One of the domains within the wider scholarship of learning and teaching agenda is that of knowledge management. I therefore try to ensure that I keep up to date with that discipline as well as my core one of learning and teaching.

I therefore read regularly Denham Grey's Blog Knowledge at Work. His article on Building blocks of knowledge sits well within the constructivist school of learning and knowledge creation however it takes a very different perspective from someone like me who comes to constructivism from a Heideggarian world-view.

As an existentialist the determinist perspective offered by the Principia Cybernetica philosophy, from which the article takes its language, seems limiting. Its reliance on external Darwinian processes linked to a very structured view of cybernetics and systems seems to discount the individual as a participant as well as part of the social fabric. This is where, for me, Heideggar's Dasein as "being-among-one-another" seems to me a much better fit. This view holds with my experience that the one and the many in interaction develop knowledge, it may have external constraints, but it is not predetermined by "evolutionary cybernetics". I would therefore summarise my view that systems do exist and are of influence, but that the participants are as important as the system to the way the system develops. Therefore Asimov's Psychohistory always will be fiction because people matter as well as the system.

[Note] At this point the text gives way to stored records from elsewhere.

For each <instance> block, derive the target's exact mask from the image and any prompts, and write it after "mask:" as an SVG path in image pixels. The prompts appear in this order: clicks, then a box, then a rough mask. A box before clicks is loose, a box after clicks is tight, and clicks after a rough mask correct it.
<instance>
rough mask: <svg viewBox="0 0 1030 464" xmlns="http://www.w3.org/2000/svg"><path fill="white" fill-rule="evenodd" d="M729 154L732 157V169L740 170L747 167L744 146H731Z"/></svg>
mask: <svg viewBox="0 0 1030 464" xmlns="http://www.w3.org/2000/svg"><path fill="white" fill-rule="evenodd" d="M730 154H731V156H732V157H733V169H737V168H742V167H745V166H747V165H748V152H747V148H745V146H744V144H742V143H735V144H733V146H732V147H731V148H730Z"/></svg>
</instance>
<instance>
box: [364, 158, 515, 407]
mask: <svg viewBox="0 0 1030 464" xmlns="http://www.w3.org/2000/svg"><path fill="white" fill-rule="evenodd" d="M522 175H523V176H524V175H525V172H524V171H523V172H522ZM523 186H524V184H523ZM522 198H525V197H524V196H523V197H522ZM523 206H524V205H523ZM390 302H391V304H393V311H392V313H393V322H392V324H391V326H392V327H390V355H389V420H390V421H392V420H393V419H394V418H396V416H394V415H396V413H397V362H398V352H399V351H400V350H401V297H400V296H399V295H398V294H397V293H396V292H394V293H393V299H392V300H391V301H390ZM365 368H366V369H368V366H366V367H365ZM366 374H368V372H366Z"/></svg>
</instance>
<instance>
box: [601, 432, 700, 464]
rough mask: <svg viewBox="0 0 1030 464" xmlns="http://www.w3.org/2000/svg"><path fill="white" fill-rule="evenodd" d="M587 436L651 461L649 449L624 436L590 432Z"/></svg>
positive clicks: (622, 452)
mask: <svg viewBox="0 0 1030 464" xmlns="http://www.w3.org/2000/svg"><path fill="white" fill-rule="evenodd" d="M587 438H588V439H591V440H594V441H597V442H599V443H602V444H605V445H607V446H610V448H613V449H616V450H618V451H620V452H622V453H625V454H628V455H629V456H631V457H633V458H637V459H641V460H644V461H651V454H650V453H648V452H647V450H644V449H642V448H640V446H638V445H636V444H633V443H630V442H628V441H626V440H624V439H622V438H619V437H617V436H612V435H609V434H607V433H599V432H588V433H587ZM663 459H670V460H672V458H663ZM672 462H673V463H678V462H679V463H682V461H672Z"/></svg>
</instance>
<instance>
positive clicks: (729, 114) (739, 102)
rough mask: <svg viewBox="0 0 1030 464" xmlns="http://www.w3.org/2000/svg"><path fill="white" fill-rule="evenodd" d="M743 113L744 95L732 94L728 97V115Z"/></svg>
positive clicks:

That being said Denham's own advice on ethnography, separated from the language of the philosophy he uses, seems to make a lot of sense. i.e. When you next practice ethnography, looking to discover how knowledge flows, where it emerges, why it is hard to capture, who has it - think: the object of knowledge, the subjects knowing and how they know, the stories they tell and the relevance of knowing to the context. (adapting the conclusion to the post).

As you can see the post gave me plenty to think about, and the article it references on The Language of Shepherding is well worth a read for anyone involved in dissertation supervision, one to one student idea generation or work-based coaching and mentoring.